The nearly identical data format for label-free and stable isotope labeled data enabled the direct comparison between the relative precisions in quantitation for the two approaches. We first examined the consistency of peptide profiles for a given protein obtained between the two approaches. In general, we observed that the relative abundance profiles of labeled data were more closely correlated for different peptides originating from a given protein compared to the label-free data. Figure 4 shows an example of the relative peptide abundance profiles across the 18 patient samples, where the seven common peptides originating from the C-reactive protein were shown for both the labeled and label-free data. As shown, the isotopic pair data (Figure 4A) provided significantly better consistency for different peptide abundance profiles or better precision in relative abundance measurements compared to the label-free data (Figure 4B); however, more missing data points were typically observed in the stable isotope labeled pair data compared to label-free data. Overall, the averaged protein abundance profiles between the stable isotope labeled and label-free data were well-correlated.
The quantitation performance was further compared based on the measurements of the relative abundance differences between two samples. Figure 5 shows the relative abundance changes in Log2Ratio to compare two selected patient samples based on the labeled (Figure 5A) and label-free (Figure 5B) data (only proteins with two or more peptides are shown). The standard deviations for each protein (derived from different peptide abundance ratios from the same protein) are also shown. The labeled data showed much tighter standard deviations for the majority of proteins compared to the label-free data, again confirming better precision in quantitation for the labeling approach. Nevertheless, the label-free approach quantified more proteins from the same two samples compared to labeled paired data. Figure 5C further compares the distribution of coefficient of variances (CV) values for the quantified proteins in the 18 samples where the CV values were calculated based on the variations among the different peptides originated from a given protein. A majority of proteins were quantified with 5–20% CV based on the stable isotope labeling approach; while a majority of the label-free quantified proteins have CV ranging from 20% to 50%.
Correlation in Protein Abundance Differences
We next examined the degree of concordance for measuring the relative protein abundance differences between biological samples for these two approaches. For this purpose, we assessed the correlation for relative protein abundance differences between two selected patients as well as between two groups of patients (9 females vs 9 males) as shown in Figure 6 (detailed ratio data available in Supplemental Table III in Supporting Information. The set of patients was divided into the male and female groups purely for the purpose of method illustration since the degree of variation in terms of clinical outcomes and severity of burn for these patients are much more significant factors than the sex difference.

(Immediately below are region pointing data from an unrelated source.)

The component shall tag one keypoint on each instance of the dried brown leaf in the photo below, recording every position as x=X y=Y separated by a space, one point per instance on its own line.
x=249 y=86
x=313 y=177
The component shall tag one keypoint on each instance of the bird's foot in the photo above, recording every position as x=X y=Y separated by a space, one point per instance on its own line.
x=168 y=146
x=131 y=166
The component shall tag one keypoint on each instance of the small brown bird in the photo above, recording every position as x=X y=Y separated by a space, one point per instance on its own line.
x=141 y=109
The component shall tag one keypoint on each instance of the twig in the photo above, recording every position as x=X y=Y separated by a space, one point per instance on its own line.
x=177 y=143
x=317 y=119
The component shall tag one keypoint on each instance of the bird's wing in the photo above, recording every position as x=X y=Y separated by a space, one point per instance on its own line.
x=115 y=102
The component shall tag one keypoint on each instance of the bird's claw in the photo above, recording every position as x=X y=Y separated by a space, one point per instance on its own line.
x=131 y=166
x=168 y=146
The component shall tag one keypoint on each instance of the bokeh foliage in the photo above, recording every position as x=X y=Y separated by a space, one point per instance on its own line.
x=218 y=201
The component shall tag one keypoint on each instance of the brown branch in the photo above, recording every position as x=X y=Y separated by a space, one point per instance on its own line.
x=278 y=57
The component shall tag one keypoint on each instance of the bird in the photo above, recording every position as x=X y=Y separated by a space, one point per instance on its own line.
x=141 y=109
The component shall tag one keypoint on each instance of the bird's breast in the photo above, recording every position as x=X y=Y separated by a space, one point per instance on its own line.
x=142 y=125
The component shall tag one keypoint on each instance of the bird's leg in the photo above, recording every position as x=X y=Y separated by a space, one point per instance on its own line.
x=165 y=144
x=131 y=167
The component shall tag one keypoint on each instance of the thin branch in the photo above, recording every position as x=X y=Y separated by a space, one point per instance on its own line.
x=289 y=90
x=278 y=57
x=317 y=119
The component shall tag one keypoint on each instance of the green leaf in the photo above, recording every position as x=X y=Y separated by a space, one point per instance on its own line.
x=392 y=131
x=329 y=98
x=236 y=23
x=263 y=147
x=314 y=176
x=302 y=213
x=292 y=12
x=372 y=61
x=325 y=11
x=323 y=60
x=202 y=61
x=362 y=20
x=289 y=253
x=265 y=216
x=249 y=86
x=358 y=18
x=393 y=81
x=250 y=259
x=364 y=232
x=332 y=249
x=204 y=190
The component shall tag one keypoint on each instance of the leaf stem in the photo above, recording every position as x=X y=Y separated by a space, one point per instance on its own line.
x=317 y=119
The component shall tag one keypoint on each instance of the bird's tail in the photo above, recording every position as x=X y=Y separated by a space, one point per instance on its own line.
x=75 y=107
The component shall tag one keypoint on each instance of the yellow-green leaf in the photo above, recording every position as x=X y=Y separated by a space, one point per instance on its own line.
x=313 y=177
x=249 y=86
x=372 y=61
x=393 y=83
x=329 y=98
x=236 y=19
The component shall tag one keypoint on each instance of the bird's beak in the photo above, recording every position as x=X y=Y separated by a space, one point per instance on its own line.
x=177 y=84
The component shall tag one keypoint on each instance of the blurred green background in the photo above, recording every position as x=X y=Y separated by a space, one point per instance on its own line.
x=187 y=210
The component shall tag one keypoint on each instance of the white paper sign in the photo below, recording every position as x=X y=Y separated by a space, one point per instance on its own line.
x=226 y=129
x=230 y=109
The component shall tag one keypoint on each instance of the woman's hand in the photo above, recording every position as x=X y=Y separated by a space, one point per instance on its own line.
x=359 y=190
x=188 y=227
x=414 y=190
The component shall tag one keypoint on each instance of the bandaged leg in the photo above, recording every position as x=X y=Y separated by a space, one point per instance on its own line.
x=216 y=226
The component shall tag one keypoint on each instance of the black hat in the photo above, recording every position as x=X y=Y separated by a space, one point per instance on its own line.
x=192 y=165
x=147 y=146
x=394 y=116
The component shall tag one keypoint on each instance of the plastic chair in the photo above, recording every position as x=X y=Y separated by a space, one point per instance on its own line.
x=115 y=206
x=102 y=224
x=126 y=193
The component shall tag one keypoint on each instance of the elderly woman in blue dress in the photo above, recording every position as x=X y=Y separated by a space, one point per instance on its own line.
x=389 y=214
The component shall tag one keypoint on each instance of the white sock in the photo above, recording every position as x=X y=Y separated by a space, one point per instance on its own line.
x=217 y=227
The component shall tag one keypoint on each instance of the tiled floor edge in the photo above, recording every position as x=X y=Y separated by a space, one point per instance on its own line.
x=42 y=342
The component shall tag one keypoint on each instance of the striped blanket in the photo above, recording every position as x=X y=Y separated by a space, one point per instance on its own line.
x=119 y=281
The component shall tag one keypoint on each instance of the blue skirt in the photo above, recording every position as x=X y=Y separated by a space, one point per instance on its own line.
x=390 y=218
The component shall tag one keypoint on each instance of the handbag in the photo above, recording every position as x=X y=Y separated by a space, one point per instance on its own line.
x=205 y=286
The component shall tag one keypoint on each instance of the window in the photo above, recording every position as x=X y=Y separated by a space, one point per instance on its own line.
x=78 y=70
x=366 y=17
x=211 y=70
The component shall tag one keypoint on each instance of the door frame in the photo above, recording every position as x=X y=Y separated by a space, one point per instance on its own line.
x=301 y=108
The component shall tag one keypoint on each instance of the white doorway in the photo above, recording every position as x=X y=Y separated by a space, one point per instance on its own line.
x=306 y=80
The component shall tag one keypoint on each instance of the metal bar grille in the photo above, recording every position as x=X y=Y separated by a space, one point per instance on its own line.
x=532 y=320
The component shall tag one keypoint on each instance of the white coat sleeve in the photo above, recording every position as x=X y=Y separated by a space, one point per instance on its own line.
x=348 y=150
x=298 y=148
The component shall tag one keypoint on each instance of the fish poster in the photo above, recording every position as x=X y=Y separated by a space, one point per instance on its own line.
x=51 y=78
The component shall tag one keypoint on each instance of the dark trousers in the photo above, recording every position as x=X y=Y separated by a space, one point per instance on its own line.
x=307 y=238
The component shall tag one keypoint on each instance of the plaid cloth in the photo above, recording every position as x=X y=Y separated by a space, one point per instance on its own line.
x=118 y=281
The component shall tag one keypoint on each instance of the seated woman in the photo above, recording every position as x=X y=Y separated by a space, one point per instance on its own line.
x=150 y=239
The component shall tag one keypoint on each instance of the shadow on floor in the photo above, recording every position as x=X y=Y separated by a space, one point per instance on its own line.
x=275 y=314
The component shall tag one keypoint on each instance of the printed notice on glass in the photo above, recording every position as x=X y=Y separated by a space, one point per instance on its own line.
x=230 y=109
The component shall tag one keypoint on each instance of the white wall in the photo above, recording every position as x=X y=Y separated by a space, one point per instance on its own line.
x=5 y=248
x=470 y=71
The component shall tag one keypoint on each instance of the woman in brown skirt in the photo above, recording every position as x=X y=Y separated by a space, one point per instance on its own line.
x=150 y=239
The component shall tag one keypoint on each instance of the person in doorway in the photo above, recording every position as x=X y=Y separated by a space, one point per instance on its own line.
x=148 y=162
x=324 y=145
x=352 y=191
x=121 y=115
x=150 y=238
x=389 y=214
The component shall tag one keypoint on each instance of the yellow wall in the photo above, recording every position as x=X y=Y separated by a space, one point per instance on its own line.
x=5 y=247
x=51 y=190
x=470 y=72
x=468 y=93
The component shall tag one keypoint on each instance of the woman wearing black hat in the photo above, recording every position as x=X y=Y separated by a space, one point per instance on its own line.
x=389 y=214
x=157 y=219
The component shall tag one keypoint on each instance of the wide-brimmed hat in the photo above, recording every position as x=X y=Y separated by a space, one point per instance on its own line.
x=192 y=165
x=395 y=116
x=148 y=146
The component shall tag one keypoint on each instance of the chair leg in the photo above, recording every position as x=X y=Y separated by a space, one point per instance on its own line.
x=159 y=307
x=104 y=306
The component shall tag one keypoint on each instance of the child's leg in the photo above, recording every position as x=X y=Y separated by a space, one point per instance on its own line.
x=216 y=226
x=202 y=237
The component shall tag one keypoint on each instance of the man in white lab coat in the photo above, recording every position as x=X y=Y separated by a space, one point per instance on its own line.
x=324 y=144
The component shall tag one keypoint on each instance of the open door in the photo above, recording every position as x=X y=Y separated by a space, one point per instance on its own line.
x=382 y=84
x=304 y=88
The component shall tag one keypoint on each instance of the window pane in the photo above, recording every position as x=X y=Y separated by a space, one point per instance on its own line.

As shown, relatively high Pearson correlation coefficients for protein abundance ratios obtained between the two approaches were observed for comparing either two patients or two groups of patients. The different degrees of missing abundance data across the patient samples probably are the main reason for the worse correlation observed for the male/female group comparison. Overall, only a small percentage of proteins showed disagreement in their relative protein abundance differences as measured by the two approaches (Figure 6), presumably due to differential variations introduced for each approach or the different degrees of “missing data” from the two approaches; however, those proteins displaying good concordance provide higher confidence in quantitation.
Discussion
The ability to perform reliable, quantitative measurements of relative protein abundances across many biological samples remains a key challenge for proteomics discovery applications. To overcome the difficulty of applying stable isotope labeling approaches to large sets of biological samples, we introduce a strategy that incorporates an 18O-labeled “universal” reference sample as a comprehensive set of internal standards for large-scale quantitation. The labeled reference is spiked into each individually processed (and unlabeled) patient sample so that every sample can be quantified based on 16O/18O ratios against the same reference sample. The principle of this strategy should allow the application of the isotope labeling strategy to large-scale biological studies for cross-comparison among any number of samples as long as sufficient 18O-labeled “universal” reference sample is available for spiking into each biological sample. Cross-comparison among biological data sets acquired at different times (e.g., months or years apart) or with different LC-MS instrument platforms will be feasible based on the stable isotope dilution concept, provided that the proteins are commonly identified. This aspect of large-scale cross-comparison among many samples is one of the current limitations for both labeling and nonlabeling MS based quantitation, although such robust comparison is extremely important for large-scale discovery proteomics where studies will require extended analysis times for the large number of samples. With this labeled-reference based strategy, such a requirement can be effectively addressed.
To make the optimal utility of the labeled “universal” reference sample as comprehensive internal standards for all biological samples to be analyzed, the reference sample needs to have sufficient complexity to ideally contain all species presented in any given biological samples. In this situation, every peptide present in a given biological sample will ideally be paired with an 18O-labeled peptide within the reference sample and its relative abundance can be quantified based on 16O/18O ratio. Therefore, it is generally not desirable to only include control or healthy samples for the reference because one would not be able to quantify those proteins uniquely present in patients by the labeled reference if patient samples are not included. A simple solution would be to generate a pooled sample from all biological samples (i.e., include both control and disease) so that the “universal” reference sample contains peptides from all of the samples to be studied.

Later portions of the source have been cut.